Dans les collèges et lycées les profs les ont fait travailler le sujet. Donc c’est génial. On va bien sûr continuer Madeleine mais c’est vrai que je suis parti souvent sur ce thème.

Par sensibilité, ressenti ?

Aussi car c’est fort. Cela touche les gens mais je ne veux pas faire de choses trop Wikipédia, factuelles sur ces sujets. C’est un peu bizarre ce que je vais dire mais il manque de la hauteur, un point de vue dans pas mal d’albums. Pas toujours parce qu’il y a des bouquins formidables mais nous on essaye d’y mettre de l’empathie et la transmettre. Ça passe par des artifices de narration que l’on tente. Dans Simone je la fais discuter virtuellement avec sa dénonciatrice. On fait des trucs un peu audacieux de narration.

On revient dans cet album sur Barbie, son rôle à la Gestapo de Lyon, le procès filmé. On se dit que là aussi il y a des traces matérielles pour l’Histoire.

Plus que ça parce que tout se passe à Lyon où combien de jeunes Lyonnais se baladent dans la ville sans savoir ce qui est arrivé. Le jour où ils l’auront lui l’album ils se souviendront qu’ils sont passés sur des lieux tragiques, la résistance, les fusillés, les bombardements. C’est bien de replonger cette BD dans le quotidien et moi-même il y a des noms qui ne me disent rien, des stations de métro comme Jacques Bonsergent. Quand je passe devant les plaques sur les murs j’ai envie de rendre la ville sensible, que les gens soient touchés. C’est un peu mon but.

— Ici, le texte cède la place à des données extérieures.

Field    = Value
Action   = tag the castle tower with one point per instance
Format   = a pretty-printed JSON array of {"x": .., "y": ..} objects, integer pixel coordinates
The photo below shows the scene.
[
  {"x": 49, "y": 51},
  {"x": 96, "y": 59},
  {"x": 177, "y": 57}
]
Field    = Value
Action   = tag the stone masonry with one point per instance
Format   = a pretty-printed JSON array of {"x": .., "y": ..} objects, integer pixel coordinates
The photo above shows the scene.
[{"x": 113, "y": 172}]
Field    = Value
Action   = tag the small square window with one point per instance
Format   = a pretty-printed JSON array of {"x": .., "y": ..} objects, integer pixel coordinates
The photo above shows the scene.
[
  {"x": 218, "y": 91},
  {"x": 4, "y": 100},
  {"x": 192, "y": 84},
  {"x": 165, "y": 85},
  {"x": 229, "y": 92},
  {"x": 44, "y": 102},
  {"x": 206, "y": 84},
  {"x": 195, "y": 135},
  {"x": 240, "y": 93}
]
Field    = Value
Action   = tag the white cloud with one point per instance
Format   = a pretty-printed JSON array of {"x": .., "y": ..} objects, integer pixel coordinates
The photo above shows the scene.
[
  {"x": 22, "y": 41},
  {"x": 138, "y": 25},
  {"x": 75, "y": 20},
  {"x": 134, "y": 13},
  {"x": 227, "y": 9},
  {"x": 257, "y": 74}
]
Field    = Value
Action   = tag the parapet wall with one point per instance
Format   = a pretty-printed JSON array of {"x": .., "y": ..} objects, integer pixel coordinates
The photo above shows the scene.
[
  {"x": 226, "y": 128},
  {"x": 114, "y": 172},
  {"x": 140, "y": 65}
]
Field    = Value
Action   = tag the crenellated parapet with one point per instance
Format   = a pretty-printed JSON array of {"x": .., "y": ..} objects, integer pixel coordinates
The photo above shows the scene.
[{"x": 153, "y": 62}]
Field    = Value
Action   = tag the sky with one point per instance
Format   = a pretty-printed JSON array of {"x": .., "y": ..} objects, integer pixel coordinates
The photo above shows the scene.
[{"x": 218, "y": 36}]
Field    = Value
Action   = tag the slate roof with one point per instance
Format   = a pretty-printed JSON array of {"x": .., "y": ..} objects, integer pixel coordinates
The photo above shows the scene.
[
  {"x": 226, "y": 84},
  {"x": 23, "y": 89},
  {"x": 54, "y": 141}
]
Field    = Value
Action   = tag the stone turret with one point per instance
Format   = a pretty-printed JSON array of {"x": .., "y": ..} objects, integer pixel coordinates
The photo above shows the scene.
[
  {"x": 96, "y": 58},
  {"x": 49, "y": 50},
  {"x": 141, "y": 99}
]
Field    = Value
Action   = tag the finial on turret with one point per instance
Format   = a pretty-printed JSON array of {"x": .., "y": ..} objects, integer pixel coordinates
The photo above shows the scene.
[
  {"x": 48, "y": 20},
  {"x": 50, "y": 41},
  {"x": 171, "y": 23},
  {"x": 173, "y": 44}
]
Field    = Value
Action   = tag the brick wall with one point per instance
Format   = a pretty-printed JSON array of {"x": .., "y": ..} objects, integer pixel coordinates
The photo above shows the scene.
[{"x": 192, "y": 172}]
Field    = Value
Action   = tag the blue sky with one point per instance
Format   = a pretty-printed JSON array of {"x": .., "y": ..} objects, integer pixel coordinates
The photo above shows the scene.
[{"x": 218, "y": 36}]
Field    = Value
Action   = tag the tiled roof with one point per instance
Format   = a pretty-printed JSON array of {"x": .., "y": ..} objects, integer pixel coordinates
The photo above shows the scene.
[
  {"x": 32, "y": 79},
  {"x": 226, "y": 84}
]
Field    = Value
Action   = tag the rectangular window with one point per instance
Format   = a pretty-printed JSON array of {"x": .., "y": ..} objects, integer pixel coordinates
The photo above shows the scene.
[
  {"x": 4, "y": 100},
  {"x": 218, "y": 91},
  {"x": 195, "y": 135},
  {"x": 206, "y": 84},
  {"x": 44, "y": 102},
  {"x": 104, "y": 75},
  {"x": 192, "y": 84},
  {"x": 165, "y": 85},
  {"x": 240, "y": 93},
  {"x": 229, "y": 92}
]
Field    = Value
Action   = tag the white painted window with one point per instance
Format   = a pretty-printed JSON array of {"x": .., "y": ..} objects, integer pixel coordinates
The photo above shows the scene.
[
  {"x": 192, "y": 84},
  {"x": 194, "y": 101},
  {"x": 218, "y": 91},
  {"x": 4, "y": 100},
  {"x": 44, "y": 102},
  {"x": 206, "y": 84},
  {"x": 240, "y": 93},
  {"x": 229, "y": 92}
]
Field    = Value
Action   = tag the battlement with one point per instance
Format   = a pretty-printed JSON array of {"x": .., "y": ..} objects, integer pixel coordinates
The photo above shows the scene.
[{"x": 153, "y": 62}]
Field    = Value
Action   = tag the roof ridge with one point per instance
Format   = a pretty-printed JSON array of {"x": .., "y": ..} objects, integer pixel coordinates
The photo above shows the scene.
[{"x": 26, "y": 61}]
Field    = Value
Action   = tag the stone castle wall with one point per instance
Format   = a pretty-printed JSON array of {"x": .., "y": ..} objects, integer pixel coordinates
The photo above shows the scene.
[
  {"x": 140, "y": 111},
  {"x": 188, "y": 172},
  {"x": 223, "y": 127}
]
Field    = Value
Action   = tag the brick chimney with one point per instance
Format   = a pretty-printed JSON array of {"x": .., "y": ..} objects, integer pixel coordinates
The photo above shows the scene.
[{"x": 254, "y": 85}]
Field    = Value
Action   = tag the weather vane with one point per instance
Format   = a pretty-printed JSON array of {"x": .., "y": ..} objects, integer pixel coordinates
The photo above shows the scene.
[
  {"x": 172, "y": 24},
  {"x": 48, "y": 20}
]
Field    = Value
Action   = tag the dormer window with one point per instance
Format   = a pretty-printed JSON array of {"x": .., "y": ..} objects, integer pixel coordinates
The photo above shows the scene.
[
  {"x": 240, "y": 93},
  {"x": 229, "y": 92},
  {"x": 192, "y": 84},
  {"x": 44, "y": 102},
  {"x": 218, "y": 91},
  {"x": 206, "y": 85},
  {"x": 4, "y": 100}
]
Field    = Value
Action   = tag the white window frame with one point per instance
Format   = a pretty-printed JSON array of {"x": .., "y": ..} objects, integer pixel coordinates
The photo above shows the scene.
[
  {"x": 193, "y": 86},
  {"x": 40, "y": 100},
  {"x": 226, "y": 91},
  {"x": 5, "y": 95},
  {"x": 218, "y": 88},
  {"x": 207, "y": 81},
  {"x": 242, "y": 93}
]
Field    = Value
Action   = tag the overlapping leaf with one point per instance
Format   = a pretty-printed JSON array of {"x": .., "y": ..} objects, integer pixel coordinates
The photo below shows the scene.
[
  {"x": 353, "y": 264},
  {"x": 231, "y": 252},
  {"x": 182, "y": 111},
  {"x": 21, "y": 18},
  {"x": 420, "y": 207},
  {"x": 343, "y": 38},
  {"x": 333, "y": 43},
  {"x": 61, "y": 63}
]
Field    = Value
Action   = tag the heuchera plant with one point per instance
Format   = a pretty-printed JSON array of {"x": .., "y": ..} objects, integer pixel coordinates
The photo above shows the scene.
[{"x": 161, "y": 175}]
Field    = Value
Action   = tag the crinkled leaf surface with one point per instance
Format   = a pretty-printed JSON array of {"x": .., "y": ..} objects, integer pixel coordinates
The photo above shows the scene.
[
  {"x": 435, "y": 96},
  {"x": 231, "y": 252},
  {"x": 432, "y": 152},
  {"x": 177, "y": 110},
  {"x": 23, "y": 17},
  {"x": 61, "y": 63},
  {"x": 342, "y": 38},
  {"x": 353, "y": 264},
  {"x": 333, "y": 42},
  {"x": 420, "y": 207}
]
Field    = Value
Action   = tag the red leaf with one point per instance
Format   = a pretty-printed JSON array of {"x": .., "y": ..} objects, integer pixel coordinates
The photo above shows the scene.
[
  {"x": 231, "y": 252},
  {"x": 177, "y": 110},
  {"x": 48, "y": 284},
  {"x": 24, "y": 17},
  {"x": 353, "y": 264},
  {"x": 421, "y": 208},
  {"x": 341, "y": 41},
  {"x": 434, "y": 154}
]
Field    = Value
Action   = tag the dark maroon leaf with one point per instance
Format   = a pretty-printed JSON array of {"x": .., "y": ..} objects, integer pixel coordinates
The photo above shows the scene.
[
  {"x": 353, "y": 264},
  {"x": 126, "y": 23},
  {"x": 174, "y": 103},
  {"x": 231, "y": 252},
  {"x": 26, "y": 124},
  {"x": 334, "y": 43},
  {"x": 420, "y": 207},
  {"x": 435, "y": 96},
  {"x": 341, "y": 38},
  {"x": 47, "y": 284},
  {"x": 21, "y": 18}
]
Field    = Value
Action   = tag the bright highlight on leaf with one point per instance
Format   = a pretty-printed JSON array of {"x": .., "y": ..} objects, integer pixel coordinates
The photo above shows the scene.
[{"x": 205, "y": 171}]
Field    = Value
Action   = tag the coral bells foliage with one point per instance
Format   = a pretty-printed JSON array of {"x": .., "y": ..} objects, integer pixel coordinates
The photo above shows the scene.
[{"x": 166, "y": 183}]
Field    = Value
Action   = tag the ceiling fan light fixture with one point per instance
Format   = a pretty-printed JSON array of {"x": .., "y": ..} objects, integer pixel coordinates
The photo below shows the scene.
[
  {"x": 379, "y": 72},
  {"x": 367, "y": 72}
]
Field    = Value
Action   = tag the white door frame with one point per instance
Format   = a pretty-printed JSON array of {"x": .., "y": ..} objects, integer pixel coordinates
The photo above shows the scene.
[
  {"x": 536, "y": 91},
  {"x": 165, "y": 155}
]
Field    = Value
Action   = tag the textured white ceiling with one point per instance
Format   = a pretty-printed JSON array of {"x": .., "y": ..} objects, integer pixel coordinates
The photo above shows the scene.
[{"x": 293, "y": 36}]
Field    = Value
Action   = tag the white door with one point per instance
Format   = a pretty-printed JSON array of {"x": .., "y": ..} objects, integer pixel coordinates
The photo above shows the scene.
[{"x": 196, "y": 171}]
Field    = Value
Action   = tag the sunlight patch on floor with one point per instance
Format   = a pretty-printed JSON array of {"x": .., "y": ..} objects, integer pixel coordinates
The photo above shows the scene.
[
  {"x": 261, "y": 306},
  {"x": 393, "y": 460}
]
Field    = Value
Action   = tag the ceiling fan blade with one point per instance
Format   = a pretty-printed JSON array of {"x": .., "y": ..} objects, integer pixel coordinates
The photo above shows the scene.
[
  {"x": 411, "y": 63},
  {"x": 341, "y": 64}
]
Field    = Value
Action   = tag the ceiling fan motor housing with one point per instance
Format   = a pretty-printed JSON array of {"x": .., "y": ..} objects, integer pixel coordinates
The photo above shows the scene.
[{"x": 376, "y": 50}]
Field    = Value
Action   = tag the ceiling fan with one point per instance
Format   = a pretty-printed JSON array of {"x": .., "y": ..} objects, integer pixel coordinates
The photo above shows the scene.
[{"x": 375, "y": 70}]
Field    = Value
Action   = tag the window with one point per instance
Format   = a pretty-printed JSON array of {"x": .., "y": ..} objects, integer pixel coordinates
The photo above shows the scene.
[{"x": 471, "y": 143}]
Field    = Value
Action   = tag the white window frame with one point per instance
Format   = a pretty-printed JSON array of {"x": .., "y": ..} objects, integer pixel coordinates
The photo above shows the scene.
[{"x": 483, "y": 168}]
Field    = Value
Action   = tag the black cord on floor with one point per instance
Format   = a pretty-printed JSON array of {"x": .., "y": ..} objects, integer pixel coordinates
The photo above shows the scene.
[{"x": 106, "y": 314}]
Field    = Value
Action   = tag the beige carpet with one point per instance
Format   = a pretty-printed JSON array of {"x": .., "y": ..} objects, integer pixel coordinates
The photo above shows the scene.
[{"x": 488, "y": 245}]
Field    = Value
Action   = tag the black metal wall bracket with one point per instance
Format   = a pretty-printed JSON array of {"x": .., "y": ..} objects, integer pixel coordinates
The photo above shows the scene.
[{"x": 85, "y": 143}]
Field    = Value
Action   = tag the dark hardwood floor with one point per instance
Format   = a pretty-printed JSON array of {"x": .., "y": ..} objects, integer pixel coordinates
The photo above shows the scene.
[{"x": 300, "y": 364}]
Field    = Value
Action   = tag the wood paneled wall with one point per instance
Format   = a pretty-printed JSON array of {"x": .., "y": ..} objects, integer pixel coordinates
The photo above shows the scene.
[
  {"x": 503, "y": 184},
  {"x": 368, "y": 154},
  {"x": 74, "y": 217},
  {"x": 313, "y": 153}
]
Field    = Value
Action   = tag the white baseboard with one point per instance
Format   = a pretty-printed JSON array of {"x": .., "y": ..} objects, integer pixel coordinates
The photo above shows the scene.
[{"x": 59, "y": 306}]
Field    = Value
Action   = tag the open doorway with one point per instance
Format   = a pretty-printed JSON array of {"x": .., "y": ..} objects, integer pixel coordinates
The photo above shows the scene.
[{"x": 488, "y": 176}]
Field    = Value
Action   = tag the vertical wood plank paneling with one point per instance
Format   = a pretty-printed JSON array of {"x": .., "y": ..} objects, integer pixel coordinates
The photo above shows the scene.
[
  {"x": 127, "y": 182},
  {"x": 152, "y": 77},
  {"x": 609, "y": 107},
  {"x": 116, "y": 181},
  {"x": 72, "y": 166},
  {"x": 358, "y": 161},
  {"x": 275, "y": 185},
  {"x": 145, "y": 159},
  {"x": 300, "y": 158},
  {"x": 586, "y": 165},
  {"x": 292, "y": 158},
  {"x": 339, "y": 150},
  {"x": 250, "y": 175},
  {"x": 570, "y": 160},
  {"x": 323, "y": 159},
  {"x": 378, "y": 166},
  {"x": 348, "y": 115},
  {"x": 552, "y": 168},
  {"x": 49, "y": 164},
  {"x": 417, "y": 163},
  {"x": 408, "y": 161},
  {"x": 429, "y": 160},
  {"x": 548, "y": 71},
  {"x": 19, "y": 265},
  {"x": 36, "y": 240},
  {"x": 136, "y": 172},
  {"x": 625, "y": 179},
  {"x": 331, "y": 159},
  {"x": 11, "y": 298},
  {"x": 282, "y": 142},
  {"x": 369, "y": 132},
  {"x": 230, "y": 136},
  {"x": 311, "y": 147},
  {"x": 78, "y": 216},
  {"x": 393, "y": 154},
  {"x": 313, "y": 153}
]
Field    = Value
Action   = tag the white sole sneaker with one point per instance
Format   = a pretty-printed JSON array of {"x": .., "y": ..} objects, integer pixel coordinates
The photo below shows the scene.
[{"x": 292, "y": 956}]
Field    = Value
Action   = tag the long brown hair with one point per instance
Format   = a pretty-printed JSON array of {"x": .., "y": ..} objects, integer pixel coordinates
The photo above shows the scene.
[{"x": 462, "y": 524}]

Combien de tomes pour Madeleine ?

Sept. On était parti sur trois, la guerre et la libération de Paris. On voulait continuer. Madeleine ensuite rencontre Eluard qui tombe amoureux d’elle, elle rencontre Picasso, Hô Chi Minh, elle part en Indochine comme reporter de guerre, en Algérie, elle est gravement blessée par l’OAS dans un attentat. Elle en souffre toujours. Ensuite c’est la guerre du Vietnam. Pour le nombre d’albums, il fallait voir comment allait marcher le tome 1. On a vu et donc Dupuis a dit banco. Madeleine a demandé au directeur de Dupuis que les contrats soient faits de suite. (Rires) Qu’elle n’était plus toute jeune. Une sacré femme, très forte. Le tome 3 très important sortira en août 2024 (Madeleine aura 100 ans) pour le 80e anniversaire de la Libération de Paris. Madeleine a été très importante pour les Français qui s’en souviennent toujours, de ses articles de journaliste brillante et objective. Côté projet entre autres je suis en train d’écrire les 75 ans de l’agence Magnum.